LOVE the bed and obvs love dexter! hes WAY too cute! , i think tillies getting jealous!  x


----------



## qtchi (Jun 19, 2010)

It looks great. Dexter looks very comfortable.


----------



## quinnandleah (Sep 28, 2011)

What a cutie. I want a bed like that. ;P


----------



## ~LS~ (Oct 29, 2011)

I loooove it! :glasses8:
Does the cover come off so you could wash it?


----------



## pigeonsheep (Nov 8, 2008)

Thanks guys! 

My LS sorry I didn't make it so sophisticated like that yet lol. So far I just put this together in my head as is...if you have any suggestions on how about I can do that im all ears :lol: I can always make it without the fringes in the end too..hmmm


----------



## ~LS~ (Oct 29, 2011)

Suggestions? Hmm...no sorry love. You are the crafty artist, not me. :lol:
And don't get rid of the fringe, it is my favorite part.


----------



## elaina (Jul 1, 2008)

awww, Dexter looks so hansome in that adorable bed


----------



## pigeonsheep (Nov 8, 2008)

~LS~ said:


> Suggestions? Hmm...no sorry love. You are the crafty artist, not me. :lol:
> And don't get rid of the fringe, it is my favorite part.

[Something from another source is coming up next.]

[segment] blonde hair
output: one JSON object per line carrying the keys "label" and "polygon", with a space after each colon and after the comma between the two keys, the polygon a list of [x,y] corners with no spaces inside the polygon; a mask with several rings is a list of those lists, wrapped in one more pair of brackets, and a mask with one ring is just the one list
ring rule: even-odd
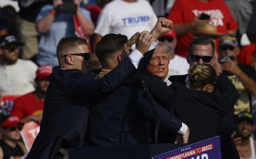
{"label": "blonde hair", "polygon": [[190,88],[203,90],[206,85],[216,81],[217,74],[212,66],[208,64],[193,65],[188,70],[188,78]]}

LOL! not much help! GOSH  lmaooo~ jk :toothy8:
thank u i love the fringes too!



elaina said:


> awww, Dexter looks so hansome in that adorable bed


yay thankie elaine!  its getting closer to the puppys being bornnnnn


----------



## momofmany (Apr 23, 2012)

Really nice bed looks like Dexter thinks so too what a good mom you are to make Dexter such nice things.


----------



## pigeonsheep (Nov 8, 2008)

momofmany said:


> Really nice bed looks like Dexter thinks so too what a good mom you are to make Dexter such nice things.


thanks so much!  hes always smooshing inside it when he comes back from being out with me hehe  i love making him new things and getting his approval! :albino:


----------



## Jennmay (Dec 31, 2011)

Love it! Looks great


----------



## charchi (Apr 17, 2012)

I just love these photos there just gorgous, and Dex is a beautiful boy ,and the bed is just lovely too


----------



## pigeonsheep (Nov 8, 2008)

Jennmay said:


> Love it! Looks great


thank u!



ozziegirl said:


> I just love these photos there just gorgous, and Dex is a beautiful boy ,and the bed is just lovely too


thanks sooo much!  i love how the shots came out too! he was perfectly insync with the shots haha :lol:


----------